Questions of usability in this domain are rarely related to cognitive ergonomics, task analysis, human-computer interaction, or design (e.g. [22, 23]). Following some more general remarks to usable computer-based solutions in MCI management, challenges and approaches to cognitive ergonomic design of interactive tables, maps and note-taking are considered.
General remarks on usability
Developing interactive cognitive artifacts for the context of pre-hospital medical care is a challenge for various reasons. Interface and interaction should be designed iteratively and by user participation. However, short-term scheduling is complicated by work schedules and staff requirements.
Field studies and test runs can hardly be projected. Workshops, interviews and expert reviews often take place in conference facilities or office rooms. Such favorable conditions differ completely from the real context of use. Thus, natural environments, interruptions and other performance disturbing factors that characterize MCIs have to be considered specifically and carefully. What seems like an appropriate approach in a relaxed training situation might be a hardly manageable case of information overload in the field. Furthermore, computer-based tools and systems are an additional medium of communication and channel of information. They have to be aligned with established workflows and organizational structures which depend on thorough exchange of radio messages.

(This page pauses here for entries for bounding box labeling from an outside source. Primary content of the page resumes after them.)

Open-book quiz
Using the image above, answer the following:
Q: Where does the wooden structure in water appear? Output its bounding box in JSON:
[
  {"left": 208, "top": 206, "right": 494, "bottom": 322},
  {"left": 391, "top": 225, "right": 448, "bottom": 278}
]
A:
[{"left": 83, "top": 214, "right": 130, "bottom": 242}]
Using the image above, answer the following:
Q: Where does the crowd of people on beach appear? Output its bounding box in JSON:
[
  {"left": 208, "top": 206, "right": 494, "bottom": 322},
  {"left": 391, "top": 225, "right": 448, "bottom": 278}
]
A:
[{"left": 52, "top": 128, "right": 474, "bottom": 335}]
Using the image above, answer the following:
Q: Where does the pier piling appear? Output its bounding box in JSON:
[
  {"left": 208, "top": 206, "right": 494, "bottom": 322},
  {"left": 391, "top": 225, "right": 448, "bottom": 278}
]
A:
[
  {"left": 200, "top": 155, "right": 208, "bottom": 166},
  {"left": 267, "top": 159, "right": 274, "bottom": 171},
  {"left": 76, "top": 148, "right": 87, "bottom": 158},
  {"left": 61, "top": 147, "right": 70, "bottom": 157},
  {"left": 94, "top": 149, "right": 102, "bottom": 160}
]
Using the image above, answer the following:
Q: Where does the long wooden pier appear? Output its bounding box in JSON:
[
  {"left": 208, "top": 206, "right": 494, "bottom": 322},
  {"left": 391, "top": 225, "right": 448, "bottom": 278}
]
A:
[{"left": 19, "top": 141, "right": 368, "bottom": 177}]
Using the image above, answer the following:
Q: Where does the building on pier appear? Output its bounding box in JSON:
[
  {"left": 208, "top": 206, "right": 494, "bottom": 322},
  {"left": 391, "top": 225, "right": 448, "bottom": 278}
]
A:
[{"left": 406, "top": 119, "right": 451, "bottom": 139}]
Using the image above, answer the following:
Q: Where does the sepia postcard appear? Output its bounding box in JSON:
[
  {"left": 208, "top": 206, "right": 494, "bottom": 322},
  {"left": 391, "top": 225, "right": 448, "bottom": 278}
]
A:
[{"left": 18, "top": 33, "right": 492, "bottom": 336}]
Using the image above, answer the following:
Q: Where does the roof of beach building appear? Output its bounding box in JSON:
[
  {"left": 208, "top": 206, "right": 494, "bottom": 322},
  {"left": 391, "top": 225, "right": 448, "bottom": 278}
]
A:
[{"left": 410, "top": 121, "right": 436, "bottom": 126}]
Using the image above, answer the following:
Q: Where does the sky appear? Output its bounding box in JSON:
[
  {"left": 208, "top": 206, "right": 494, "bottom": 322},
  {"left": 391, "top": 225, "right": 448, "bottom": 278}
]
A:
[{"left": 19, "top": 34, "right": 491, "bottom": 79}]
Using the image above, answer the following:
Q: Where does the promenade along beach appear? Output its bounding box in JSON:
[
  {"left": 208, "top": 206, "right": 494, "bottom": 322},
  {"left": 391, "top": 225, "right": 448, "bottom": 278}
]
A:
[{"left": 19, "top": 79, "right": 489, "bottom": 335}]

Practice in efficient and safe handling as well as operating interactive cognitive artifacts cannot be ensured by exercises or training courses alone. It can only be derived from intense and regular application. Because MCIs are rare events for single EMS employees, this requirement can only be met, if interactive systems will be used in daily routine and not just during MCIs. A rugged tablet PC (Fig. 6) can be considered an appropriate hardware solution for a consistent user interface designed for regular and extraordinary missions. We have basically confirmed this in formative and summative evaluations based on a prototypical application [4, 5].
Because of possible difficulties arising from wearing gloves, touching accidentally or working with dirty hands, pen-based interaction should be supported by the system. Losing the pen might be an additional risk but it can be minimized by fastening it with a tear-resistant but flexible ribbon. Other input methods which are supported by state-of-the-art and off-the-shelf tablet PCs, e.g. speech or gestures, have to be judged critically. One the one hand, speech input usually demands high working memory resources of users and recognition rates could drastically decrease in noisy environments like MCI settings. On the other hand, gestures have to be remembered and performed correctly. This might be challenging with respect to weather or physical conditions.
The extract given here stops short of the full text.